When you’re looking to take on a new software development project, having a clear idea of its scope before you begin can be very reassuring. A fixed-scope project implies total budgeting control and a reasonable timeline to bring a new concept to life.
However, scope can—and all too often does—change over the course of your project. Sometimes, the changes are expected and understandable, but they can also seem to come out of nowhere. When that happens, you feel like you’ve been misled or that the project has been mishandled in some way.
The truth is that sudden development changes usually happen because minor details weren’t considered during the initial scoping phase; these small details can turn into major roadblocks.
Mitigating these issues comes down to improving your process of risk management in software development. Read on to learn how you can do that throughout your project’s development and stay on the same page as your development team.
Defining project risks
Development risks of all types stem from uncertainty. The details your team doesn’t know have the potential to derail your project in unanticipated ways. However, some risks are more likely to crop up than others. These risks may be tricky to foresee in every project, but they’re relatively easy to define.
Your project’s potential risks could include:
- Security holes
- 3rd party integrations
- Unnecessary core functionality
- Poor performance benchmarks
Dealing with risks like these involves adopting helpful practices not only throughout your project, but before it even begins.

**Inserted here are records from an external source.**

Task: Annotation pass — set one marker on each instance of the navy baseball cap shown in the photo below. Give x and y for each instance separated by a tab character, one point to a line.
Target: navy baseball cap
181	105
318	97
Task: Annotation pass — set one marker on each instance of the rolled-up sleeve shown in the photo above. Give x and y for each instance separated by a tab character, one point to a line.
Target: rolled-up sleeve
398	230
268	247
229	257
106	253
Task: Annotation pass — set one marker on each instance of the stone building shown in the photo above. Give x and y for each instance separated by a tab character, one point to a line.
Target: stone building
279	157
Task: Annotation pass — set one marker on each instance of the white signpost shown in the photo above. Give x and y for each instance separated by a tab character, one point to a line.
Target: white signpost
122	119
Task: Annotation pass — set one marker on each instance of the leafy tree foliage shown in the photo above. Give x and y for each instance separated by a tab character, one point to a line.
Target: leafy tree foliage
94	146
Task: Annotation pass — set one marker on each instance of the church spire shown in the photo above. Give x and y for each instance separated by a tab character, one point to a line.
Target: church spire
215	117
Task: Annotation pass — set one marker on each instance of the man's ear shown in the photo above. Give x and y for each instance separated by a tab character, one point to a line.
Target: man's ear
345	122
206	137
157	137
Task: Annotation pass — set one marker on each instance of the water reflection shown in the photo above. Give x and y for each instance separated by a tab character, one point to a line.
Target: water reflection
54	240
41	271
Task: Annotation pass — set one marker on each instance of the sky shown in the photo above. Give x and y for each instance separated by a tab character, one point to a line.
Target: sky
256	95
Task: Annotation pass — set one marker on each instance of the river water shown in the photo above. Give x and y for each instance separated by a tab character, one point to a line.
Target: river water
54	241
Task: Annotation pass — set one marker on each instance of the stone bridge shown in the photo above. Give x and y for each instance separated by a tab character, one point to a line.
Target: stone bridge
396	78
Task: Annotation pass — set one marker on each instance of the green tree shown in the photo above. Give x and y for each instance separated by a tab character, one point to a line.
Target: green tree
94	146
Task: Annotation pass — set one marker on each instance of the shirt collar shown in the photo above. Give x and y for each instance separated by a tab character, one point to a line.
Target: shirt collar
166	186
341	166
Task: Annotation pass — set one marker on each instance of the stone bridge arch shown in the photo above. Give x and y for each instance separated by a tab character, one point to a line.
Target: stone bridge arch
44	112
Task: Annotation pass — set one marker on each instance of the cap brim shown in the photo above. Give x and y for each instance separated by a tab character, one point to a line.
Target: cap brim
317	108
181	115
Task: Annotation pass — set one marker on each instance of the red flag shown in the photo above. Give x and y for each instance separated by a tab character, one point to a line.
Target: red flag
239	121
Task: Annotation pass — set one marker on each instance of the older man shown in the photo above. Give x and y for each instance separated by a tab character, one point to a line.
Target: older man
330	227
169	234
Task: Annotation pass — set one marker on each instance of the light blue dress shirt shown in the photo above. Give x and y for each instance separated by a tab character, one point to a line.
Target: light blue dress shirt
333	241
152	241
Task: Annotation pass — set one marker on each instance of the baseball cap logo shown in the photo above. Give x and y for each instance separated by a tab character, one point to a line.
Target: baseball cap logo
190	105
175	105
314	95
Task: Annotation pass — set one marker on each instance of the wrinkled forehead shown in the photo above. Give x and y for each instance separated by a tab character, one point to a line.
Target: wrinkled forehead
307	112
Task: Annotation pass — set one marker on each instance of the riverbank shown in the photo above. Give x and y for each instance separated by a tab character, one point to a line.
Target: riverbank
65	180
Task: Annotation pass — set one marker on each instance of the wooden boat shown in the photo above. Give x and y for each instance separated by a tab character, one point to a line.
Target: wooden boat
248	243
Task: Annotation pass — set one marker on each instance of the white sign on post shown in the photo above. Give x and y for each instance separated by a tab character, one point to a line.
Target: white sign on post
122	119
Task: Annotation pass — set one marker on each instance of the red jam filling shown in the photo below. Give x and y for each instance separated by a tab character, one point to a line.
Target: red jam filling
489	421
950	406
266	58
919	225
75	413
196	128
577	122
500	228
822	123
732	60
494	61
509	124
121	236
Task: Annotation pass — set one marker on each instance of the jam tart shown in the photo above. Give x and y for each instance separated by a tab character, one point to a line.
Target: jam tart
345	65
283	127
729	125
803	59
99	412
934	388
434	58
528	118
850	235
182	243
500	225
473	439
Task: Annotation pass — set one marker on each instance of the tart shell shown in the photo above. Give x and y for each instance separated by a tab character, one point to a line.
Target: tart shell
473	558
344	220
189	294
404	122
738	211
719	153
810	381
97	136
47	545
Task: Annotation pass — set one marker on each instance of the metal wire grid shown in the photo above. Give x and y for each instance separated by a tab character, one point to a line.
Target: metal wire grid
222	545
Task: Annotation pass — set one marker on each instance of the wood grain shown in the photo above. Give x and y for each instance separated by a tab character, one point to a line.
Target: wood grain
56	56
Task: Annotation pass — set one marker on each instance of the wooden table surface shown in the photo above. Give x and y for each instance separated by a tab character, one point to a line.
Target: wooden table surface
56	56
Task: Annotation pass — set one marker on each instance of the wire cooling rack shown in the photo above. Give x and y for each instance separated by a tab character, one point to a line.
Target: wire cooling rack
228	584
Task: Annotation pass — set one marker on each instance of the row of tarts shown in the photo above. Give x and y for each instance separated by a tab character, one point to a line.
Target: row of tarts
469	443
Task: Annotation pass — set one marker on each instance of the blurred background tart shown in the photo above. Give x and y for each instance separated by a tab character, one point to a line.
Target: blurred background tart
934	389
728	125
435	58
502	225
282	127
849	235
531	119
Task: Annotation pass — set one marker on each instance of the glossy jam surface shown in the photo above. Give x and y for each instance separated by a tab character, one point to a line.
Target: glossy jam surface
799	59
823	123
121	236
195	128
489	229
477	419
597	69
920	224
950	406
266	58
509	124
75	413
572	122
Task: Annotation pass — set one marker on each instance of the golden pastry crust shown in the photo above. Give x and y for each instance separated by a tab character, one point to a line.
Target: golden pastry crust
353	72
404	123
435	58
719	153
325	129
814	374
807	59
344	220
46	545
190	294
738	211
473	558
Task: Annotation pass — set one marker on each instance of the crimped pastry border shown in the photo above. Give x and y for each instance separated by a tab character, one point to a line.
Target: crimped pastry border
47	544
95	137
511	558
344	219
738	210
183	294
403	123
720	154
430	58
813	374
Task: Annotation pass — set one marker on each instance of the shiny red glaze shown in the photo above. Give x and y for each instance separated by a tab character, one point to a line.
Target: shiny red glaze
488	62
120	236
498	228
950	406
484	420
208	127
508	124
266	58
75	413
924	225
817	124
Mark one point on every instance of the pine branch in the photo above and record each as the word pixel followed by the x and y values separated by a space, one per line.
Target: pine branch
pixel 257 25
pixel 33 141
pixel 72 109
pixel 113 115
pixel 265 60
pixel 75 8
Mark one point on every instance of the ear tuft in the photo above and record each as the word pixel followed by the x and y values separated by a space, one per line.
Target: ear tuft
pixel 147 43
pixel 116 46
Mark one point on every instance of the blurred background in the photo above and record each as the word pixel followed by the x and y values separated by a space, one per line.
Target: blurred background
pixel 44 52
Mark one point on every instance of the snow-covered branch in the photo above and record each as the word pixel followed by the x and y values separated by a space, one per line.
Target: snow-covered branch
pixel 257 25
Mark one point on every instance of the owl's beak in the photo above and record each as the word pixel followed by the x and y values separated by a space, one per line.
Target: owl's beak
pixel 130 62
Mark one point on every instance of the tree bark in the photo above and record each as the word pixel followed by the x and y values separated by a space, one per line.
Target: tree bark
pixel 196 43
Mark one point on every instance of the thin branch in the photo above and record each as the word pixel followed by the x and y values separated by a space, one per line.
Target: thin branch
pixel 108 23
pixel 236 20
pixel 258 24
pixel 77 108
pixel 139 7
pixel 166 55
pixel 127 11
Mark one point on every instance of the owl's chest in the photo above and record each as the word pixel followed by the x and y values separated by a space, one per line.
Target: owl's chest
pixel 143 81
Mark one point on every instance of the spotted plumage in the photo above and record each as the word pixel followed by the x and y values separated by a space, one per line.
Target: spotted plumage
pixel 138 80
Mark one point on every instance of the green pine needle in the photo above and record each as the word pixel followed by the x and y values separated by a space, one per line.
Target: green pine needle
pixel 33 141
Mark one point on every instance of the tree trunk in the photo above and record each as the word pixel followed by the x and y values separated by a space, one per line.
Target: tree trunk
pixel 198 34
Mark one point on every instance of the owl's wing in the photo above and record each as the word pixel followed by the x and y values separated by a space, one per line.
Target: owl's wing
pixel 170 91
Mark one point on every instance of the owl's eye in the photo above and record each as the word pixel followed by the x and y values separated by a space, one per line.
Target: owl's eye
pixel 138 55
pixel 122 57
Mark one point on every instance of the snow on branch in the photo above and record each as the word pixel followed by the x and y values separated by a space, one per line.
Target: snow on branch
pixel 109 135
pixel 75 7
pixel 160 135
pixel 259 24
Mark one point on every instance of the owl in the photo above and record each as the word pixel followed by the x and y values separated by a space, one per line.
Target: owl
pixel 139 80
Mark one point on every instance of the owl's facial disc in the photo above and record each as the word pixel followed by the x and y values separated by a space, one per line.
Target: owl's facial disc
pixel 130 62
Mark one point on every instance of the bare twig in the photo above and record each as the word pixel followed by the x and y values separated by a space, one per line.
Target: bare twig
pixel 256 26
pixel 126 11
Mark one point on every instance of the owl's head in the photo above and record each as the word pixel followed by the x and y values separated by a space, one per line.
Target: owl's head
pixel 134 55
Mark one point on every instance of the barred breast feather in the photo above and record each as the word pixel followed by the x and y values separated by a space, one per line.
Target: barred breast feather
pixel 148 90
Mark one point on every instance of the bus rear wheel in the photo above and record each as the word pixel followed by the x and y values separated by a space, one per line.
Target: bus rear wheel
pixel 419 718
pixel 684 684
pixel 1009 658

What to do before your project starts
Generally, creating a risk management plan is recommended to ensure you can complete a new software development project.
Describe protocol surrounding status updates, including ideal regularity of updates and what details ought to be included.
If your team is faced with an unforeseen risk, then the way they handle it should prioritize minimizing its potential impact as efficiently as possible. This could mean altering the overall scope of the project to completely bypass the problem. For example, if a given feature presents a significant complication to the rest of the project’s design, and isn’t entirely essential, it might be best to drop it.
In cases where it’s not possible to completely remove the problematic aspect of your project without negatively impacting other parts of it, outsourcing can prove an effective approach. An example of this is the use of a third-party solution for certain tasks as opposed to handling their development in-house.
Rabbit holes and how to avoid them
Once your project is underway, a set timeframe has likely been established for milestones to be met and completion to be reached. Dodging unproductive tangents and time-sucks is critical to staying on schedule and staying on budget. To keep the most common kinds of developmental rabbit holes from distracting your team and compromising your project, watch out for the following potential issues:
Not drilling down into deeper design details to sort them out early on can bring on disastrous results for a project down the line.
As development progresses, changes to certain features can have a ripple effect on the rest of your project. Opting to simplify your project’s design instead of further complicating it can work wonders for its ultimate success.
Incorporating the processes and limitations of existing software into your own project’s design poses challenges that can be difficult to fully understand until the project is well underway.
Our VeryCreatives team has solved similar integration issues in the past.
For example, we were recently integrating a specific payment provider into a client’s application when we found that some essential features were unavailable. The result? We ended up developing the features ourselves, which ultimately added hours to the development plan.
Whenever an integration is decided on, it’s crucial to make room for unexpected adjustments from the beginning to ensure everything (third-party solutions, application-specific triggers, etc.) is handled appropriately.
Successfully integrating third-party tools, connecting important resources, etc. involves accounting for the ways these solutions function and the technology they use to interact with other tools. Developing a consistent testing schedule that regularly assesses each integration’s effects on your project can go a very long way in minimizing associated risks.
To further solidify your team’s third-party integration efforts and stave off related risks, it’s important to maintain a source for pertinent information about each integration’s API, user interface, and dependencies.
Risk management in software development becomes increasingly difficult to handle if your team makes too many assumptions about technical details that could affect your project. This is especially important for assessing new technology to include in your development plan.
Assumptions about functionality, standards, and capabilities can wreak havoc on your team’s ability to stay on target. As your project matures, the technology chosen at earlier stages becomes more challenging to replace, leading to technological lock-in and functional dependency. Delving into details early on and at intervals throughout the development process can help reveal potential paint points before they become a more serious limitation.
Risk management is a journey—not a destination
For the best results with any ongoing or planned software development project, you should treat risk management as an ongoing process instead of a goal.
Needs can change with subsequent iterations of your product and the approach your development team must take to meet them could deviate significantly from what you’d initially planned. Approaching new risks consistently is key to keeping your project moving in the right direction.